Well, this is strange. How did a hormone and a neurotransmitter get into the same sentence? After all, one is in the brain and one is in the body? Heck, when we study anatomy and physiology, we learn about the neurotransmitters (like dopamine, serotonin and acetylcholine) in our neurology classes. After we go through all of that, we close that chapter and move on to the next chapter. The next chapter could very well be hormones, but you only learnt about them once you have closed the chapter on neurotransmitters.
Now we know neurotransmitters are not just limited to the neurons. For example, the ‘neurotransmitter’ serotonin is mostly found in your bowels. In fact, 95% of the serotonin in your body is found in your bowels and only 5% is found in your brain. This is remarkable because for decades, serotonin was a brain chemical targeted by herbs such as Hypericum and drugs like Prozac.
We now know that neurotransmitters like dopamine and progesterone interact. As we will see later the link between these two chemicals are closely related.
The Invitro History of the Progesterone/Dopamine link
The first lines of evidence that progesterone activates dopamine were completed in an in-vitro setting (i.e., in test tubes). Most lines of evidence start with in-vitro testing because there is no harm to humans and the process is relatively quick and easy to perform. In 1984 a paper was released in “Neuroendocrinology”, which is a paper dedicated to the effects of hormones on the brain. The researchers gave differing doses of progesterone to rats, sacrificed the rats and then measured the release of dopamine from their brains. They found that the dopamine release from the corpus striatum was enhanced when the rats were given progesterone. So, the link was established (in rats at least).
The role of Progesterone in the Body
In women with menstrual cycles, progesterone naturally increases and decreases over their 28 day cycle. Put simply, progesterone levels stay relatively low until you ovulate. Once you ovulate, the egg released starts making loads of progesterone to ready the endometrium to accept the fertilised egg so a baby can grow! If the egg is not fertilised, the egg simply dies, stops producing progesterone and the endometrium falls away. Once this endometrium falls away the woman gets her period.
Progesterone in the Human Brain
There is strong evidence that progesterone plays an important role in the human female brain. Progesterone receptors are highly expressed in women’s brains that are involved in emotion, such as the hippocampus and the amygdala. Thus, it makes sense that if there are hormonal receptors there, there is a function of that chemical on that part of the brain and in this case, affects moods via the dopanergic system.
The role of Progesterone on Dopamine
While oestrogen can also regulate dopamine release, progesterone also plays a major role. Progesterone can affect dopamine levels via numerous mechanisms including affecting the release, turnover, receptors and transporters. Progesterone has been found to stimulate dopamine release, while oestrogen has been found to inhibit dopamine actions. So clinically, these opposing actions help to regulate dopamine release, if the woman’s hormones are in check. If the hormones become out of balance, dopamine levels, along with other neurotransmitters can change, leading to mood changes that affect some women during their menstrual cycle.

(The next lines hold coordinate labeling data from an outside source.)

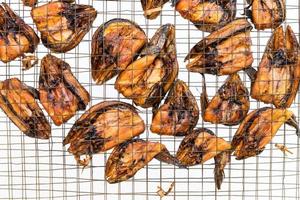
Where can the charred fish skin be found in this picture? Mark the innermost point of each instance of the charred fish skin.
(266, 14)
(229, 106)
(223, 52)
(278, 76)
(207, 15)
(152, 8)
(18, 102)
(179, 114)
(128, 158)
(147, 80)
(199, 146)
(115, 44)
(16, 37)
(102, 127)
(258, 129)
(63, 25)
(60, 92)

Detecting Dopamine levels in the Brain
The only direct way of measuring dopamine in the brain is using advanced techniques such as positron emission tomography or a single-photon emission computed tomography. Ok, these are not practical in the real world. However, if you do suspect you have dopamine levels that are out of whack, clinicians have realised that the spontaneous eye blink rate (EBR) is directly related to dopamine levels in women. The more blinks, the more dopamine you have floating around in your brain. In conditions such as Parkinson’s disease, where there is diminished dopamine, blinking is greatly reduced. In hyper-dopamine conditions, such as schizophrenia, spontaneous blinking is accelerated. Of course, blinking is also under conscious control so measuring your blinking yourself is flawed because you can make a conscious decision to blink or not to blink.
The take home message
No longer can we think of progesterone as a sex hormone only, because it, like oestrogen and testosterone for that matter play a significant role in the brain via the modulation of numerous neurotransmitters such as dopamine. As there are many parts of the brain, each part of the brain can be affected differently by the same hormone.
As progesterone and oestrogen fluctuate over 28 days of a menstruating cycle, this leads to quite radical changes in dopamine and other neurotransmitter levels in the brain. The result is altered moods that potentially can be quite devastating to women.
Spontaneous blinking may be one way to determine whether dopamine levels may be altered, but this needs to be assessed by a qualified health care professional to take out the conscious effects we have on our blinking rates.